The Leapfrog Group is changing the way hospitals operate, and making strides in quality and value.  If you take a look at strategic inpatient and clinical service initiatives, you’ll see significant resources dedicated to reducing medication errors, improving patient centered care, and maximizing health care outcomes.  The Leapfrog Group is one of the major driving forces in this transformation.

Created in 1998 by a group of large employers seeking to improve the economic value of health care expenditures, The Leapfrog Group leverages employer purchasing power to incentivize hospital quality and safety standards that directly improve outcomes.  Initial efforts focused on reducing preventable medical errors, as described in a 1999 Institute of Medicine report that estimated more Americans were dying each year from medical errors than from motor vehicle accidents, breast cancer and AIDS combined.
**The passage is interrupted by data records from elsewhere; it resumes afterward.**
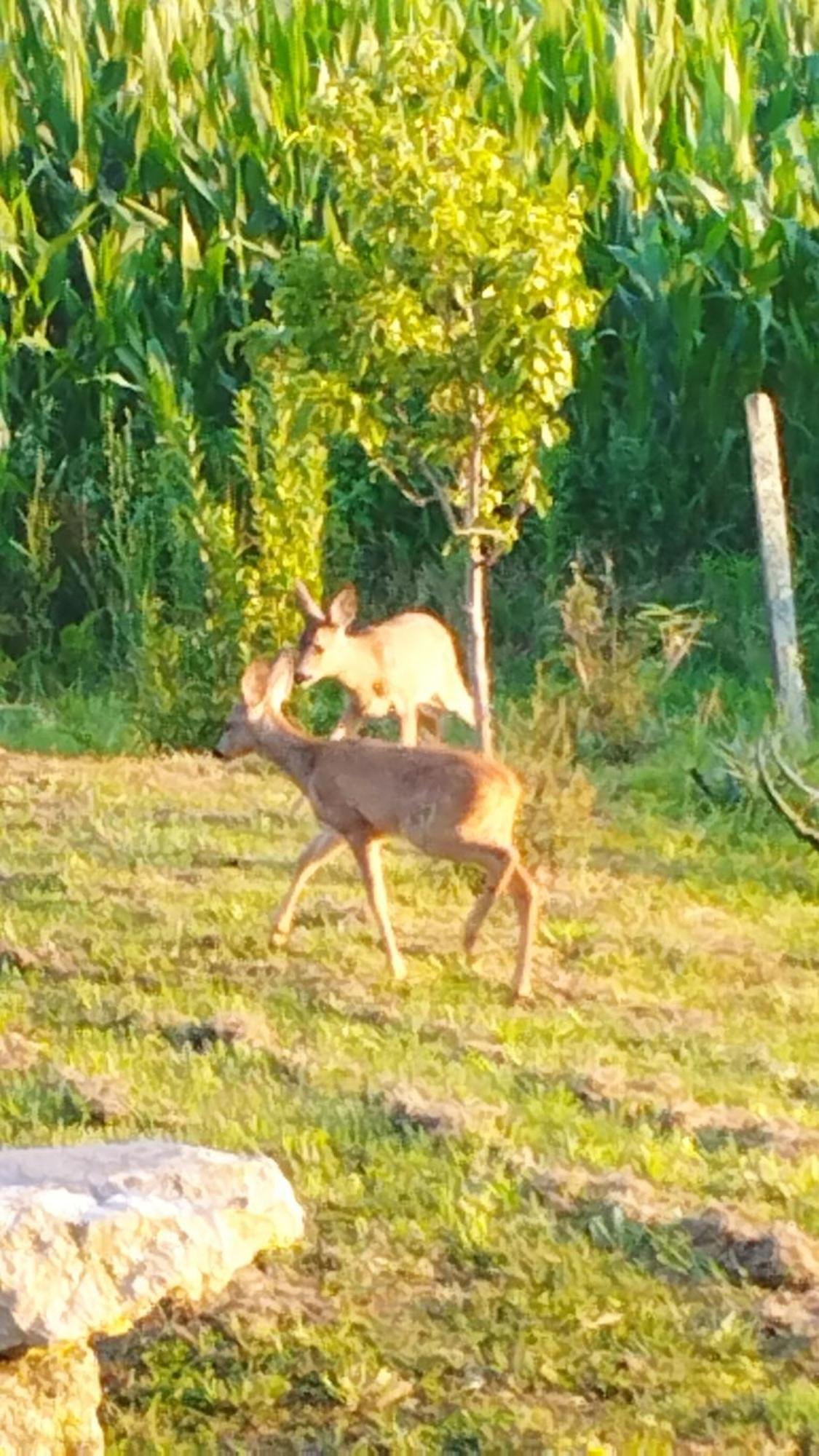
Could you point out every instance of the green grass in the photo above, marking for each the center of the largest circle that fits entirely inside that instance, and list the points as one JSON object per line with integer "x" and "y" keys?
{"x": 439, "y": 1301}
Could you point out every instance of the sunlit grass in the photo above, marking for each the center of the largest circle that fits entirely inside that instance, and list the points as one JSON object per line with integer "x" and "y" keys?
{"x": 438, "y": 1302}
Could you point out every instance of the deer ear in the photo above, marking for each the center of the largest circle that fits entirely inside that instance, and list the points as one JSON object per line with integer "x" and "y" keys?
{"x": 343, "y": 608}
{"x": 256, "y": 682}
{"x": 308, "y": 605}
{"x": 280, "y": 679}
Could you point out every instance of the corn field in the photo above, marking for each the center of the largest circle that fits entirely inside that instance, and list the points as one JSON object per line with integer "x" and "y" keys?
{"x": 151, "y": 174}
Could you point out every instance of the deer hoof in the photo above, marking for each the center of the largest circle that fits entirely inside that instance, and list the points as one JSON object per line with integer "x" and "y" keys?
{"x": 523, "y": 997}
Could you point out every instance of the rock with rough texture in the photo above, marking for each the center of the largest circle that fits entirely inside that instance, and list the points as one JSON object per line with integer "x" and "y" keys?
{"x": 94, "y": 1237}
{"x": 49, "y": 1403}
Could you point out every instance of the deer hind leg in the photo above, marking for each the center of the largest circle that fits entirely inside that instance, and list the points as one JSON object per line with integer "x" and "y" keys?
{"x": 500, "y": 867}
{"x": 525, "y": 895}
{"x": 321, "y": 848}
{"x": 408, "y": 726}
{"x": 505, "y": 873}
{"x": 368, "y": 857}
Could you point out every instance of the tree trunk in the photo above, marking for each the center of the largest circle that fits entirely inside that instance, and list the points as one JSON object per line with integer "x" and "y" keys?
{"x": 477, "y": 585}
{"x": 771, "y": 519}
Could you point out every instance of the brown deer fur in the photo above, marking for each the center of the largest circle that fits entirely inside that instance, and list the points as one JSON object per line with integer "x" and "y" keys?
{"x": 448, "y": 803}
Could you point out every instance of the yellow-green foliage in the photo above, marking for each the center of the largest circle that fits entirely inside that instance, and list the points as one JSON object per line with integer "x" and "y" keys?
{"x": 435, "y": 315}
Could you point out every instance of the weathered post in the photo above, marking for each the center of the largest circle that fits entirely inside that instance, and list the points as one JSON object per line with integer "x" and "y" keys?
{"x": 771, "y": 522}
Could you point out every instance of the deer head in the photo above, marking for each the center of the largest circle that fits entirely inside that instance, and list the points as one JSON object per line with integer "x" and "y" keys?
{"x": 323, "y": 646}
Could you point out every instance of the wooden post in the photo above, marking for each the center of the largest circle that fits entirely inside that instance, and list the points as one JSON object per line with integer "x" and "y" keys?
{"x": 771, "y": 522}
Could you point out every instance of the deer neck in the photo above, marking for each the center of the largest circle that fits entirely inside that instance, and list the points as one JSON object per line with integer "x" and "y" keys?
{"x": 290, "y": 749}
{"x": 362, "y": 666}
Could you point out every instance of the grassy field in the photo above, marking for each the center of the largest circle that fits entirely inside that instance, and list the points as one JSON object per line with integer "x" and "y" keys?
{"x": 586, "y": 1227}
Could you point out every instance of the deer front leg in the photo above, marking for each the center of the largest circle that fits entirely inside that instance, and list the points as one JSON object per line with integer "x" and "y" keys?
{"x": 321, "y": 848}
{"x": 368, "y": 857}
{"x": 349, "y": 724}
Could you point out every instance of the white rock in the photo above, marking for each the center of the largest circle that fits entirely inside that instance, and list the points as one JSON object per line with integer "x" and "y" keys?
{"x": 94, "y": 1237}
{"x": 49, "y": 1403}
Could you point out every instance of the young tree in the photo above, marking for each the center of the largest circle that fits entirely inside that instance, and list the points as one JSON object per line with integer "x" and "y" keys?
{"x": 432, "y": 317}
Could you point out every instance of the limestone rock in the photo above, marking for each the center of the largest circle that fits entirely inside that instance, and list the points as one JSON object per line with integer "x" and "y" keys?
{"x": 94, "y": 1237}
{"x": 49, "y": 1403}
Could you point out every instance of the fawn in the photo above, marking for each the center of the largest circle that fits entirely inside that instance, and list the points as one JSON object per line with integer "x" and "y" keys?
{"x": 405, "y": 666}
{"x": 446, "y": 802}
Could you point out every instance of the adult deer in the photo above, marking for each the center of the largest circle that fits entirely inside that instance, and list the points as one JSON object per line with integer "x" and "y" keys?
{"x": 446, "y": 802}
{"x": 405, "y": 666}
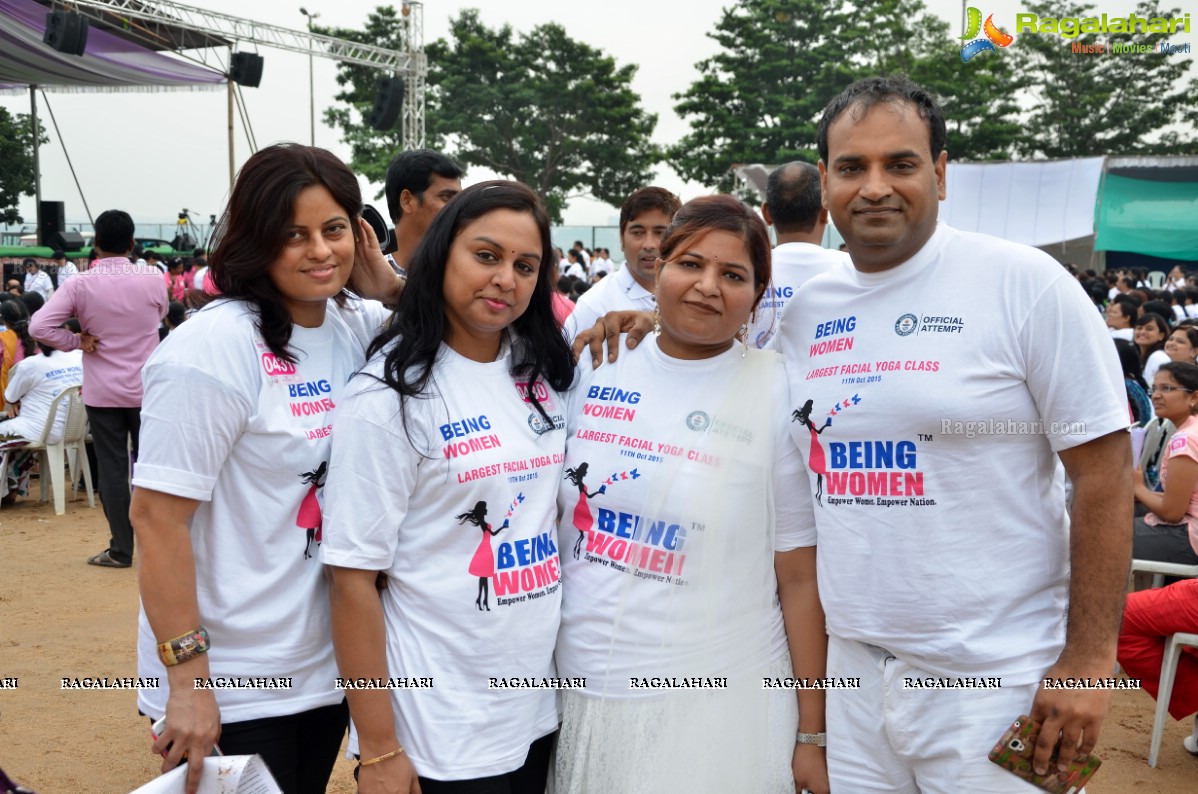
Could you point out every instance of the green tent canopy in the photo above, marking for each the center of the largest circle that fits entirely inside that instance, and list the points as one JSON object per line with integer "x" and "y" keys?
{"x": 1159, "y": 218}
The Leapfrog Group initially faced resistance from the health care industry and is still the focus of criticism in hospitals, but there is no doubt that the organization has quickly become a major voice in health care reform.  In 2009, over 1,200 hospitals participated in voluntary reporting.  The group’s focus on transparency, quality and value has set the agenda for hospitals nationwide.

Sustainability complements and supports both quality and value within the hospital setting, and it’s time for health care consumers to demand sustainability just as they demand quality and value.  Waste generation, resource consumption, and use of toxic chemicals not only harm public health, they also reflect inefficiencies in hospital operations that compromise value.  Furthermore, quality initiatives that are achieved at the expense of scarce hospital resources are at risk for failure in the long-term.

The American Hospital Association collaborated with regulatory bodies within the hospital industry to create the Sustainability Roadmap for Hospitals.  The guide offers targets and strategies for hospitals looking to reduce environmental impact.  By linking reimbursement and referrals to environmental performance targets outlined in the Sustainability Roadmap, large employers could effectively make sustainability a priority for the health care industry at last.

**Erika Kimball is a Registered Nurse and a Sustainable Business Professional dedicated to minimizing the environmental impacts of the health care industry.  She is the founder and co-chair of the Green Team at California Pacific Medical Center and has an MBA in Sustainable Management from Presidio Graduate School.